I would be real tempted to find some way to take the bike with me rather than leaving it in a vehicle though


----------



## velodog (Sep 26, 2007)

Fai Mao said:


> That is kind of the question. Is it hot enough to un-cure it?
> 
> I don't ride a carbon-fibre bike so this is not that big an issue for me but I don't think the temperature would get hot enough to affect it. I think it is the UV light more than the heat that is an issue and that would remain the same.
> 
> I would be real tempted to find some way to take the bike with me rather than leaving it in a vehicle though


Yep, it don't get warm enough in there to un-braze steel.

But I really think that this is being un-necessarily worried about.
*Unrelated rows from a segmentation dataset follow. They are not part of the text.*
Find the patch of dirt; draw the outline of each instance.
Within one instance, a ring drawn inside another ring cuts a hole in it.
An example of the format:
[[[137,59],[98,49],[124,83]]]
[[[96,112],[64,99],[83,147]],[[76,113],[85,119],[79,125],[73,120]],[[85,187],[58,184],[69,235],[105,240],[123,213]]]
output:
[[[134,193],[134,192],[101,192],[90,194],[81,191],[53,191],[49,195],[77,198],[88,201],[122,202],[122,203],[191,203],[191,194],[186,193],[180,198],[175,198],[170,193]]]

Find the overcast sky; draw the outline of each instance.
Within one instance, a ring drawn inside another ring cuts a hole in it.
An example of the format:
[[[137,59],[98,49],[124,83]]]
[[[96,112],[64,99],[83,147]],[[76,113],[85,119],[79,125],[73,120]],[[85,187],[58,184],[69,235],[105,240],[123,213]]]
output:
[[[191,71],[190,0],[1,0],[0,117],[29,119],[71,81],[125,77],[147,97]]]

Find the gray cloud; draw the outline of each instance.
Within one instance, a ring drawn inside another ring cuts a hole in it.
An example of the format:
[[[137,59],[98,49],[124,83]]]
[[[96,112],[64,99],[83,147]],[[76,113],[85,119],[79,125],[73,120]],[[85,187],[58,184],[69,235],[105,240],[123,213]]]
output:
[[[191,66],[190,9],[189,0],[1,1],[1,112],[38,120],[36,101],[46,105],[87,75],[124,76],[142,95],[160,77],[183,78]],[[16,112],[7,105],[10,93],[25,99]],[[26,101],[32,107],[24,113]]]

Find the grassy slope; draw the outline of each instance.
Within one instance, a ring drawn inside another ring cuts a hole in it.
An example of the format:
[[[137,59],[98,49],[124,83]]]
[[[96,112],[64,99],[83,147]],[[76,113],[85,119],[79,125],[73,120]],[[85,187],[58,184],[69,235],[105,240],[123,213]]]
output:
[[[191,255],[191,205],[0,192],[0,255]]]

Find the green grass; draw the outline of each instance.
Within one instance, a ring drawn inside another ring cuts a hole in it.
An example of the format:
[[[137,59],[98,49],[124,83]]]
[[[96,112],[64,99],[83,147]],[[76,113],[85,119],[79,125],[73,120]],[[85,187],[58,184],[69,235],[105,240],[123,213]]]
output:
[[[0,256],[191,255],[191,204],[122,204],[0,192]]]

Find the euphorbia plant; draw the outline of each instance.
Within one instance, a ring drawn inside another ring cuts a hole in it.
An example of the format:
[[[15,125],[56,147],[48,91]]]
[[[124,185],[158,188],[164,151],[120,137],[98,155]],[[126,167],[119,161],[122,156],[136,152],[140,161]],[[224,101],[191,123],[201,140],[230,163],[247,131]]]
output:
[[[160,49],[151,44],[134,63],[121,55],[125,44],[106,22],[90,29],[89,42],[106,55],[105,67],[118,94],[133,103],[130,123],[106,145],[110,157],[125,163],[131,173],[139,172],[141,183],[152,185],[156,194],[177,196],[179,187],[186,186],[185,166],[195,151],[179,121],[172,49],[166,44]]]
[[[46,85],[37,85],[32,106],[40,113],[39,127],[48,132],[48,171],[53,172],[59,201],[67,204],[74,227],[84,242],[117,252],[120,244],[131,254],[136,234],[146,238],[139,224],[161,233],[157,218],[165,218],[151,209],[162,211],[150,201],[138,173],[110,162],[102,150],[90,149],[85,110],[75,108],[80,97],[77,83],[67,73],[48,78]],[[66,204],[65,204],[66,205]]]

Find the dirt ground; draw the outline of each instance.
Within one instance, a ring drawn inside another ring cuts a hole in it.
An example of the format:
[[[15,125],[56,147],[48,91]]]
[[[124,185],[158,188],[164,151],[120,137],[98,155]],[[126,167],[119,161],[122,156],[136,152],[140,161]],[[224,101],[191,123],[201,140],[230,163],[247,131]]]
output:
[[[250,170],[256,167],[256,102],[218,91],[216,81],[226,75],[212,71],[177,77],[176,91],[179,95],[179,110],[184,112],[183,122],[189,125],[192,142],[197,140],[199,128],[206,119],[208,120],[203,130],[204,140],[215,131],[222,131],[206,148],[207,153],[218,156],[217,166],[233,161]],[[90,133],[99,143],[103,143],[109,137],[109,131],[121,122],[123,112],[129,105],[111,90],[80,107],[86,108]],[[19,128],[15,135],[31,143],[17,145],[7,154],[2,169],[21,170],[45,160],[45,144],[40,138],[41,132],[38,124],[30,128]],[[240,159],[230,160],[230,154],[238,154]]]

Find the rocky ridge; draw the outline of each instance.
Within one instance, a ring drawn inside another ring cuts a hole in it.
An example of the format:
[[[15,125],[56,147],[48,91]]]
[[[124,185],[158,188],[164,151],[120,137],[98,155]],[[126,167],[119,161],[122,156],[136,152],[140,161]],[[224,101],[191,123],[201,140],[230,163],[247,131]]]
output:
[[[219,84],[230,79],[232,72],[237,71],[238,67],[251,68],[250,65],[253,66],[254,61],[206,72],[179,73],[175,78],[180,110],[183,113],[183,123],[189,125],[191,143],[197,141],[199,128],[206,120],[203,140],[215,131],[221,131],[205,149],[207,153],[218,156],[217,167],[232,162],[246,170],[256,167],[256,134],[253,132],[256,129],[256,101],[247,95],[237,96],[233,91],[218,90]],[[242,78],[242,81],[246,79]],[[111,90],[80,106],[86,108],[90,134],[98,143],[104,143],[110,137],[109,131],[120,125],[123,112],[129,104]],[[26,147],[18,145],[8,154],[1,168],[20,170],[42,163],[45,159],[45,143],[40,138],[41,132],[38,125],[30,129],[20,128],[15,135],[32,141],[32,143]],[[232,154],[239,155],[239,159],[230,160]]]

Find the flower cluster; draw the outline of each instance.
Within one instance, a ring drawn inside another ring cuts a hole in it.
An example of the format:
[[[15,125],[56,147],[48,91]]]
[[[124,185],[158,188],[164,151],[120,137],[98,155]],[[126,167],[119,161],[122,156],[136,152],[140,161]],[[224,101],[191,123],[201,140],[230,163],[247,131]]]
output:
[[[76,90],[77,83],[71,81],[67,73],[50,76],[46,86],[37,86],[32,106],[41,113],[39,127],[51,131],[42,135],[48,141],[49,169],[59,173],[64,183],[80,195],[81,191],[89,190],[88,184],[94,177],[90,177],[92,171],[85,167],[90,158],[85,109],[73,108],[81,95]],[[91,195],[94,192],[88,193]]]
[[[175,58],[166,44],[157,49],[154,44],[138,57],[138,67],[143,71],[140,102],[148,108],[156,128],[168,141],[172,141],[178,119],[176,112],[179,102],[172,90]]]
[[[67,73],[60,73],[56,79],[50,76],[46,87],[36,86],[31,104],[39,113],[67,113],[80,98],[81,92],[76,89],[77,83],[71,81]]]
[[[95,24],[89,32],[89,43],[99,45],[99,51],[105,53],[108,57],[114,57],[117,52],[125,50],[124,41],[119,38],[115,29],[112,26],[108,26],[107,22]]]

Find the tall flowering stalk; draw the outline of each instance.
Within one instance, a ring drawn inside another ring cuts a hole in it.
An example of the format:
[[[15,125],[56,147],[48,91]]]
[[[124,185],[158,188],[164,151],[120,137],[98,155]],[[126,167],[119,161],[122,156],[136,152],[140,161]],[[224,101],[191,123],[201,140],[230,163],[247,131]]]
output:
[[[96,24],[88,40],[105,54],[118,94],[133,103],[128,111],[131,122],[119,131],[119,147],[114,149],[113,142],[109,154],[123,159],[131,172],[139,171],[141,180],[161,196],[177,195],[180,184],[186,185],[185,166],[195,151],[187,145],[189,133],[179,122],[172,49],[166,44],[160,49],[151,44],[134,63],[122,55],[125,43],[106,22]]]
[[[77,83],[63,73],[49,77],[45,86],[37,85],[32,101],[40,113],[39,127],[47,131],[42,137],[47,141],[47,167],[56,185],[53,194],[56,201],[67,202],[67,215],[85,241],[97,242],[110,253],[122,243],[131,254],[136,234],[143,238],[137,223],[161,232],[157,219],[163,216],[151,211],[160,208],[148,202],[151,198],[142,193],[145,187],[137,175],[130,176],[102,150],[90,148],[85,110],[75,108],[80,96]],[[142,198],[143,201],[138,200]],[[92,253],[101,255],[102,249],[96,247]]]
These are machines that are meant to be used in the elements, and while they maybe could break in an accident, I can't imagine that a manufacturer would sell a product, such as a bicycle, that would be adversely affected if subject to being left in an automobile.

I mean, we're talking about a bicycle not a poodle.


----------



## JasperL (Aug 21, 2011)

"*Smashing a window will get attention*, seeing someone trying to get a bike off the roof or "unlocking" it with tools will rouse little suspicion."

Don't count on it. Good thieves can smash windows while attracting little attention. We run/exercise at a local park and a guy broke into a dozen or so cars over 3 weeks, most often during the evening after-work "rush" hour for this place. One of the victims was with us - we were in a group, just a few yards from the parking lot, people coming and going the entire time, and the guy did a smash and grab with her purse. Nobody noticed a thing till she went to her car to leave. They only caught him when he used a stolen card at a gas station with security cameras - not in the act.


----------



## Fai Mao (Nov 3, 2008)

velodog said:


> Yep, it don't get warm enough in there to un-braze steel.
> 
> But I really think that this is being un-necessarily worried about. These are machines that are meant to be used in the elements, and while they maybe could break in an accident, I can't imagine that a manufacturer would sell a product, such as a bicycle, that would be adversely affected if subject to being left in an automobile.
> 
> I mean, we're talking about a bicycle not a poodle.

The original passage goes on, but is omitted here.